Braving the Line at Flour + Water, Plus a Sneak Peek of What’s to Come
Practically from the first day it opened nearly three years ago, San Francisco’s Flour + Water restaurant has had droves of people lining up nightly to get inside.
Who can resist blistered Margherita pizzas and hand-made pork raviolini with chanterelles and thyme?
Not me, as I joined the throngs in line on this Mission District corner on a recent blustery evening to snag a seat at the bar on my own dime.
After all, it sure beat trying to drive home to the South Bay at the height of the rush-hour commute on a Friday night.
Instead of fighting highway traffic, I parked myself on a bar stool right next to the kitchen. It afforded a bird’s eye view of the cooks stretching pizza dough and assembling pasta dishes all under the scrutiny of a very judicious expediter, who took tweezers to plates to arrange microgreens just so before they were delivered to the dining room with his approval.
As I perused the menu, I knew I was going to order pasta. After all, I can’t pass up supple noodles of any sort, but especially ones made every day by hand in the restaurant’s famous upstairs “dough room,” which I got to see on an earlier visit.
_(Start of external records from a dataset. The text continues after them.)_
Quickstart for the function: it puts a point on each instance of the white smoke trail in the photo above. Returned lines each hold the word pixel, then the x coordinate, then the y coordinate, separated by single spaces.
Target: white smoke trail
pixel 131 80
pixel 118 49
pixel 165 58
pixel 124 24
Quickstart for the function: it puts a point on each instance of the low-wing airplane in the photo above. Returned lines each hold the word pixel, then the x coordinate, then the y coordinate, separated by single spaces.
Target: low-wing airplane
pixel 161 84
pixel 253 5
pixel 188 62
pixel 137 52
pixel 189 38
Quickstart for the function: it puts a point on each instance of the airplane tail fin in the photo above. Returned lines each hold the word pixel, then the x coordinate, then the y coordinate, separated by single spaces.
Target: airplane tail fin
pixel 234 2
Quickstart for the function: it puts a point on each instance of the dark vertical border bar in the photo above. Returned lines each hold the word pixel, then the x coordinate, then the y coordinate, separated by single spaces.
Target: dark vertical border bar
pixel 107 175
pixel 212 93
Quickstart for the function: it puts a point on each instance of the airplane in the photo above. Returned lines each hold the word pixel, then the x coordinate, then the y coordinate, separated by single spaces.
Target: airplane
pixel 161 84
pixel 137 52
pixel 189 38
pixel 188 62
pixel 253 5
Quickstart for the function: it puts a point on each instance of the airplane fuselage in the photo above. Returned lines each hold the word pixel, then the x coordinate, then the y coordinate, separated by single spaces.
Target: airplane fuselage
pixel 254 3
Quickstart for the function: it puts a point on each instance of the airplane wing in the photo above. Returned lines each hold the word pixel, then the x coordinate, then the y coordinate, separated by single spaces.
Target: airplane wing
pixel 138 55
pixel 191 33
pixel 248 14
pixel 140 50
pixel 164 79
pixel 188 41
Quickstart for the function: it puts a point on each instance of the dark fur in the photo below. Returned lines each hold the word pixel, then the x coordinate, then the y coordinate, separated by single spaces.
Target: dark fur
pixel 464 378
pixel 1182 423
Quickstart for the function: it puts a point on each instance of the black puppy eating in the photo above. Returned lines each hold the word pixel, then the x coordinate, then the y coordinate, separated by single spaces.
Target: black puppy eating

I started with a salad of cured steelhead trout ($12) that was a definite spot of brightness on that chilly, dark night. Roasted beets added sweetness, fresh horseradish a hit of fire and paper-thin slices of Persian lime bursts of citrusy refreshment.
For my pasta course, I settled on the cappellacci dei briganti with rabbit sausage, cauliflower and chili ($17). Little triangular cones arrived on the plate with nicely seasoned nuggets of sausage and just enough spice to tickle the back of the throat.
Of course, I couldn’t leave without indulging in dessert, specifically Nocino crema ($8). The dark brown liqueur from Northern Italy is made from unripe green walnuts. Its slightly bittersweet flavor gave balance to the creamy mousse that crowned slices of poached quince. Salty, crunchy brown-butter walnut crumbles strewn on top made it all the more impossible to stop digging my spoon in again and again.
This spring, Flour + Water is expected to open its newest venture just a block away in what was a long-abandoned sausage factory. I had a chance to get a tour of the property that afternoon.
Chef-Proprietor Thomas McNaughton will debut two new businesses there: Salumeria, a real-deal Italian deli that will sell Flour + Water’s charcuterie, mustards, pickles, pastas and sauces; and Central Kitchen, a fine-dining restaurant with a casual setting, including a large, enclosed courtyard that brings the outdoors in.
Two other businesses also will be housed there: Trick Dog, a bar with late-night noshes by mixologists, the Bon Vivants; and The Parlour, a bakery-cafe by ice cream wizard, Humphry Slocombe. Both are expected to open in the near future.
Whether this portends shorter lines at Flour + Water is anyone’s guess. I’m betting it will just mean additional queues clamoring for more of McNaughton’s food.